Sud-Kivu au cœur d’une crise politique majeure : le gouverneur Purusi visé par un dossier lourd
Dans un contexte où la sécurité et la gouvernance demeurent des défis majeurs dans l’est de la République démocratique du Congo (RDC), la province du Sud-Kivu se retrouve une nouvelle fois au centre d’une crise politique et institutionnelle, marquée par un dossier particulièrement sensible visant son gouverneur, Jean-Jacques Purusi Sadiki.
Dix-huit députés de l’Assemblée provinciale du Sud-Kivu ont transmis au président de cette institution un document visant à déclencher une procédure de retrait de confiance contre le gouverneur Purusi. Ce document présente une série d’accusations graves, notamment de détournement de fonds provinciaux, de mauvaise gouvernance et de comportements susceptibles de compromettre la sécurité.
Parmi les signataires figurent Wilondja Nepangi José, Karume Bahige Jean et Balungwe Fungulo Le Bon, qui affirment que ces accusations reposent sur des éléments qu’ils disent avoir collectés sur une période de plus d’un an.
Selon ces députés, entre août 2024 et février 2025, le gouverneur Purusi aurait détourné environ 44 millions de dollars américains destinés à des projets de développement de la province.
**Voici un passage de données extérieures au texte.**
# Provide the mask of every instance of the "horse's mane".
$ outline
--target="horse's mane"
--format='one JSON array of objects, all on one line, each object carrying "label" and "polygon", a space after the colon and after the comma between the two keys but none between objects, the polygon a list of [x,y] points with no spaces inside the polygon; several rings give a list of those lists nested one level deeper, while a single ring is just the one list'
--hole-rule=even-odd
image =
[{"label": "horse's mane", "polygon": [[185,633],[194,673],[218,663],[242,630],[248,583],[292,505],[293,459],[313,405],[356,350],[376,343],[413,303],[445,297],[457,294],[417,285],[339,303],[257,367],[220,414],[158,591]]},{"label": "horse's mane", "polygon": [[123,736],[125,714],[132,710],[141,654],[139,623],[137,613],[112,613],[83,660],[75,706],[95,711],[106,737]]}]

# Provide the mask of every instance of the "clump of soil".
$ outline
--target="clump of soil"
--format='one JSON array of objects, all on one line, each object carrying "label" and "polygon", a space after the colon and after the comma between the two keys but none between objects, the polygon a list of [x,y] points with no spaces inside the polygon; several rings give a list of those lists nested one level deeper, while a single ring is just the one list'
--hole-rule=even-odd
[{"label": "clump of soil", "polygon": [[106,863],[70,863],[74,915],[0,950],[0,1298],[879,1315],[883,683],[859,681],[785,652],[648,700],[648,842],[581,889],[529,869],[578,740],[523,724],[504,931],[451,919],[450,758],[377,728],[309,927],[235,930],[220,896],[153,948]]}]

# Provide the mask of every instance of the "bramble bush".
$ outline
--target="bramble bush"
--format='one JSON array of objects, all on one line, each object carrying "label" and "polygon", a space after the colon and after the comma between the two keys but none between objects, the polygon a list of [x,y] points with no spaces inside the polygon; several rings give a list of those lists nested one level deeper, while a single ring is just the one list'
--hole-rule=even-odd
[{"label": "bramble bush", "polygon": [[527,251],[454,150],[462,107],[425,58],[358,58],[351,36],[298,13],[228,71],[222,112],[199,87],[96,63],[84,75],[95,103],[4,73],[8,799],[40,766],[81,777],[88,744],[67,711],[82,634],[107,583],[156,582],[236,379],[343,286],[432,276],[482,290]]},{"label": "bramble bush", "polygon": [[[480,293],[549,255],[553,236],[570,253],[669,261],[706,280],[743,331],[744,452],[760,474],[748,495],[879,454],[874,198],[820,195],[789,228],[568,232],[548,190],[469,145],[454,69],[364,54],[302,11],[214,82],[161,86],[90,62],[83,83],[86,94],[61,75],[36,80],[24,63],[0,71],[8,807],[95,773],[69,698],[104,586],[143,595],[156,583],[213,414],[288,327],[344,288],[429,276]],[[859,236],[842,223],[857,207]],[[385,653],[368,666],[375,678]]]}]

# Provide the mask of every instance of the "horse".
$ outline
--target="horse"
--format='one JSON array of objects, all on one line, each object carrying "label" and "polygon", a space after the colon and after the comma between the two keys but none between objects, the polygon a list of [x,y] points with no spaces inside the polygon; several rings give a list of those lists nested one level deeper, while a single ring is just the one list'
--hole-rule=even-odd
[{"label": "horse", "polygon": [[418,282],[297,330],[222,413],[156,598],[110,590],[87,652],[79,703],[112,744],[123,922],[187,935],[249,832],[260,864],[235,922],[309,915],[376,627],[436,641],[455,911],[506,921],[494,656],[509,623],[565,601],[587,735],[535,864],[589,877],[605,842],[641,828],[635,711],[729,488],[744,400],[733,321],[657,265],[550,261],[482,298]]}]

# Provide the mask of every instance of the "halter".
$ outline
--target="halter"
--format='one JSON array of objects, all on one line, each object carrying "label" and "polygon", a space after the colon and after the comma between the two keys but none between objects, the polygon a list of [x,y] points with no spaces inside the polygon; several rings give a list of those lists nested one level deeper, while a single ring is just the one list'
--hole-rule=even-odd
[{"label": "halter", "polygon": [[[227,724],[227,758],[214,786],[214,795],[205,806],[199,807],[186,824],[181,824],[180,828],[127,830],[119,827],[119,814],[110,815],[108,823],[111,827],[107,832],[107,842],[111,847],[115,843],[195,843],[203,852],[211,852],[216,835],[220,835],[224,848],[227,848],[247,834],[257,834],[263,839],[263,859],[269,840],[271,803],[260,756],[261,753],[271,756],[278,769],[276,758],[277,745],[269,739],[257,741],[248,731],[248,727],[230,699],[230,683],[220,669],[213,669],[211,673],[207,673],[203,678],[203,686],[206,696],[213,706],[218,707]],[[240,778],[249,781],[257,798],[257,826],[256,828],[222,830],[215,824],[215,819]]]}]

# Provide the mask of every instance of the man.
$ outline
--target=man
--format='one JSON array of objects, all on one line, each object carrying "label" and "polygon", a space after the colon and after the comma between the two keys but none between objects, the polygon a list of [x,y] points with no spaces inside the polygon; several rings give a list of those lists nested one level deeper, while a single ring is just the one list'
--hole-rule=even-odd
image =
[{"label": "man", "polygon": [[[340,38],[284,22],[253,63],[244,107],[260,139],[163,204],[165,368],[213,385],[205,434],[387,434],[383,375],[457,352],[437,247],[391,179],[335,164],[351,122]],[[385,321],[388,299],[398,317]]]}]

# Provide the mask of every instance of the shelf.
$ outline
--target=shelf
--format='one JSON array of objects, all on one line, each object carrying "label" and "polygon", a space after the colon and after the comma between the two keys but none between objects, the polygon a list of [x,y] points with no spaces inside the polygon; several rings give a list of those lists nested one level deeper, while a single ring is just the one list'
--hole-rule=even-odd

Il est également accusé d’avoir détourné plus de 90 millions de dollars provenant de la Banque mondiale, initialement alloués à des projets de développement dans les territoires de Kalehe, Fizi, Uvira et Mwenga. Ces projets visaient à améliorer les conditions de vie des populations dans des zones affectées par les conflits armés.
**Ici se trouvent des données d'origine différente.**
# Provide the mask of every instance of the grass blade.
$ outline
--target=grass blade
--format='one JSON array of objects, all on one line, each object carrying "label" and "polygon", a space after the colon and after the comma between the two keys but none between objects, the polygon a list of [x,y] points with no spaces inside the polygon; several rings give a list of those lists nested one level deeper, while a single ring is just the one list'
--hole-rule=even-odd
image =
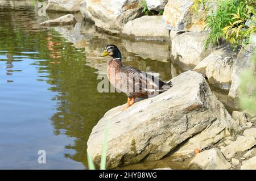
[{"label": "grass blade", "polygon": [[101,170],[106,170],[106,160],[108,151],[108,138],[109,137],[109,120],[108,121],[105,130],[104,141],[103,142],[102,153],[101,154],[101,166],[100,166]]},{"label": "grass blade", "polygon": [[92,157],[90,156],[90,154],[88,150],[87,150],[87,160],[88,162],[89,170],[95,170],[94,164],[93,163]]}]

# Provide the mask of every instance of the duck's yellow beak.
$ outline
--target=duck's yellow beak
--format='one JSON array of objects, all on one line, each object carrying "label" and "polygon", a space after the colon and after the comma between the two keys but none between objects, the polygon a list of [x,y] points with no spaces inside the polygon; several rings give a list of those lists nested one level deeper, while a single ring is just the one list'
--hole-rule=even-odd
[{"label": "duck's yellow beak", "polygon": [[106,56],[109,55],[109,52],[108,52],[107,50],[105,50],[103,52],[103,53],[101,54],[101,57],[106,57]]}]

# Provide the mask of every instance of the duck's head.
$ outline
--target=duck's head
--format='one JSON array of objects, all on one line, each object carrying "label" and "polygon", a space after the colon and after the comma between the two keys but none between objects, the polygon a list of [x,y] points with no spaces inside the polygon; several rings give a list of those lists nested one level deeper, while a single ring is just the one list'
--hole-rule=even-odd
[{"label": "duck's head", "polygon": [[101,57],[105,57],[108,55],[112,57],[114,59],[119,58],[121,60],[122,58],[120,50],[117,47],[114,45],[106,45],[105,50],[101,54]]}]

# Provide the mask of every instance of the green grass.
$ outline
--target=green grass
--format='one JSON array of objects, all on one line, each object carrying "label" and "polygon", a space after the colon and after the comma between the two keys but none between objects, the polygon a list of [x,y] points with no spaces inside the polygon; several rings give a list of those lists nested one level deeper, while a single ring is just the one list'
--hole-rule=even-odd
[{"label": "green grass", "polygon": [[[216,9],[208,9],[211,0],[195,0],[192,6],[196,12],[203,3],[208,12],[205,19],[205,31],[210,33],[204,43],[207,49],[223,41],[229,43],[234,48],[248,44],[256,31],[256,1],[255,0],[216,0]],[[252,22],[250,27],[245,23]]]}]

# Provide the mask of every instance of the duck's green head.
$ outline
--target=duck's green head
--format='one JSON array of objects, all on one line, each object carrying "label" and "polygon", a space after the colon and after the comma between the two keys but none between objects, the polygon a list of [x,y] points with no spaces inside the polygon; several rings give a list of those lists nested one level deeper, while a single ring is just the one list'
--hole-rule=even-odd
[{"label": "duck's green head", "polygon": [[101,54],[101,57],[110,56],[113,58],[122,58],[122,55],[120,50],[115,45],[108,45],[105,48],[104,52]]}]

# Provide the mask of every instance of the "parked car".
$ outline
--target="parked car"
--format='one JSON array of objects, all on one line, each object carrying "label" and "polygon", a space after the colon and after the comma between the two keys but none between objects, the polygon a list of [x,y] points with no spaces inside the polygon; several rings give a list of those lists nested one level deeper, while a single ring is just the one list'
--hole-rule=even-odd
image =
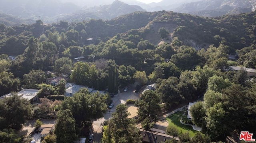
[{"label": "parked car", "polygon": [[126,92],[126,91],[127,91],[128,90],[128,88],[127,87],[126,87],[124,88],[124,91],[125,92]]},{"label": "parked car", "polygon": [[89,136],[89,140],[88,140],[88,142],[92,142],[92,140],[93,140],[93,133],[91,133],[91,134]]},{"label": "parked car", "polygon": [[114,103],[112,103],[109,105],[109,106],[108,106],[108,108],[112,108],[114,107],[114,105],[115,104],[114,104]]}]

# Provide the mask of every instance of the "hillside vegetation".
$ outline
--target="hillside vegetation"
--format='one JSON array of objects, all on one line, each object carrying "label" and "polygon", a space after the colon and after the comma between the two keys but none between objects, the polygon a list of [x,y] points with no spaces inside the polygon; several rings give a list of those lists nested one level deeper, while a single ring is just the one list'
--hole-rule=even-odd
[{"label": "hillside vegetation", "polygon": [[[41,98],[63,95],[65,80],[54,86],[46,82],[47,78],[63,74],[69,78],[69,82],[98,90],[107,88],[114,93],[118,92],[120,84],[128,87],[136,81],[139,91],[148,82],[156,83],[156,91],[147,90],[135,103],[139,107],[137,121],[144,128],[150,129],[150,121],[158,119],[160,109],[172,110],[204,96],[203,102],[191,107],[191,113],[193,122],[205,135],[196,134],[193,138],[186,133],[176,135],[188,142],[207,143],[226,141],[227,137],[233,135],[238,142],[241,131],[256,131],[256,124],[252,123],[256,121],[256,80],[255,76],[248,77],[243,69],[236,72],[229,66],[256,68],[256,12],[210,18],[165,11],[134,12],[106,21],[60,21],[44,24],[38,20],[32,24],[17,26],[0,24],[0,54],[3,54],[0,55],[0,95],[22,88],[39,89]],[[237,59],[229,61],[229,54],[236,55]],[[17,57],[11,60],[8,55]],[[88,107],[102,111],[98,115],[92,112],[97,114],[92,118],[102,117],[106,111],[105,102],[110,102],[110,97],[107,94],[100,98],[99,94],[91,96],[84,88],[74,98],[62,101],[62,110],[66,111],[60,113],[57,113],[58,118],[65,120],[61,117],[69,115],[74,126],[68,131],[72,137],[81,133],[78,129],[80,127],[75,123],[82,125],[82,121],[91,121],[86,114],[91,112]],[[83,106],[79,108],[84,113],[82,116],[73,100]],[[148,108],[144,108],[147,102]],[[8,136],[4,129],[18,130],[25,120],[17,124],[18,128],[14,128],[10,123],[6,125],[9,118],[6,113],[12,108],[4,108],[8,106],[0,103],[5,108],[0,112],[3,119],[0,133]],[[96,107],[92,108],[94,104]],[[126,110],[126,107],[121,106],[119,109]],[[114,119],[118,117],[116,115]],[[110,124],[114,121],[110,120]],[[133,123],[131,121],[129,124]],[[64,127],[61,125],[57,125],[60,132],[54,135],[57,139],[62,137]],[[105,139],[116,141],[124,137],[115,132],[122,128],[117,127],[110,127],[111,133],[115,136],[104,135],[112,137]],[[133,133],[136,133],[134,127],[129,127]],[[131,137],[134,136],[138,137],[135,142],[139,142],[140,136]],[[129,141],[133,140],[131,137]],[[76,139],[66,139],[70,143]]]}]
Autre point soulevé : après la réinstallation des services de l’État dans la ville d’Uvira en 2026, le gouverneur aurait reçu 1,7 million de dollars pour la relance administrative, mais les députés affirment que ces fonds n’ont pas été retracés dans les réalisations attendues.
Au début de l’année 2025, le tribunal de Bukavu avait ordonné la saisie de biens appartenant à des ressortissants chinois opérant illégalement, comprenant 400 000 dollars et dix colis d’or. Les députés soutiennent que ces biens auraient ensuite été récupérés par les autorités provinciales sous la direction du gouverneur Purusi.
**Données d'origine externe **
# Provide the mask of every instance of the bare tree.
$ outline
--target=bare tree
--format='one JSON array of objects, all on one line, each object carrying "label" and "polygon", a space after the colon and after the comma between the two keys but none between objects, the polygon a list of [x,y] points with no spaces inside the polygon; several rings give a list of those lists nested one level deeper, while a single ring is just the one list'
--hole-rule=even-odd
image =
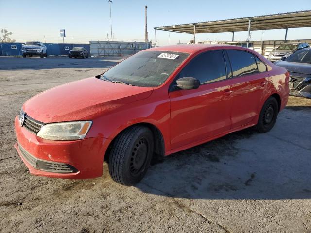
[{"label": "bare tree", "polygon": [[11,39],[9,36],[11,35],[13,33],[12,32],[9,32],[8,30],[5,28],[1,29],[1,33],[2,34],[2,37],[0,35],[0,40],[1,40],[1,43],[4,42],[15,42],[15,40],[14,39]]}]

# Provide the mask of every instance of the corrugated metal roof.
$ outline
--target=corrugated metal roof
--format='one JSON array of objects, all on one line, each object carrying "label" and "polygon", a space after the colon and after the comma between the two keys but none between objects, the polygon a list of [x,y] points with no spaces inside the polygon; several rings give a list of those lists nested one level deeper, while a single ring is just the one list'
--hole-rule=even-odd
[{"label": "corrugated metal roof", "polygon": [[239,32],[248,30],[249,19],[252,20],[252,31],[311,27],[311,10],[224,20],[156,27],[154,28],[192,34],[193,33],[194,25],[195,25],[196,33]]}]

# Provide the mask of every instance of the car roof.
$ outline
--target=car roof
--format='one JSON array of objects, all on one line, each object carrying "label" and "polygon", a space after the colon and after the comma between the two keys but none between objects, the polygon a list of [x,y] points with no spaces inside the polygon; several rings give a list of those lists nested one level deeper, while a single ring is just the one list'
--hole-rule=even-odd
[{"label": "car roof", "polygon": [[226,45],[224,44],[190,44],[186,45],[174,45],[166,46],[154,47],[151,49],[145,50],[145,51],[167,51],[177,52],[185,52],[187,53],[196,53],[197,52],[212,50],[215,49],[219,50],[223,49],[238,49],[240,50],[245,50],[251,52],[254,52],[253,50],[251,50],[244,47],[237,46],[235,45]]}]

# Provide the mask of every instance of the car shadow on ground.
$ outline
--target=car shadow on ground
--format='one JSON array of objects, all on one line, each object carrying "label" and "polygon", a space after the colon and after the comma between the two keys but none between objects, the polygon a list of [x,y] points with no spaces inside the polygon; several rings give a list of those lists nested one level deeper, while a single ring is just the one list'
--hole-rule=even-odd
[{"label": "car shadow on ground", "polygon": [[18,57],[0,57],[0,71],[50,69],[55,68],[107,68],[115,66],[124,57],[89,57],[88,58],[26,58]]},{"label": "car shadow on ground", "polygon": [[311,198],[311,151],[283,150],[288,143],[274,137],[250,128],[176,153],[152,165],[136,186],[190,199]]}]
Cependant, certains éléments de son action sont également mis en avant. Le gouverneur Purusi avait lancé des opérations contre l’exploitation minière illégale, allant jusqu’à l’arrestation d’environ 60 ressortissants chinois et la mise en lumière de plus de 1 700 entreprises opérant dans la province de manière irrégulière. Cette initiative a été saluée par certains acteurs, mais elle lui aurait également valu des tensions avec certaines autorités nationales.
Sur le plan sécuritaire, les députés reprochent également au gouverneur Purusi des déclarations jugées démoralisantes à l’égard des Forces armées de la RDC (FARDC) et des milices Wazalendo, ainsi que des propos perçus comme favorables à la coalition AFC/M23, opposée au pouvoir de Kinshasa.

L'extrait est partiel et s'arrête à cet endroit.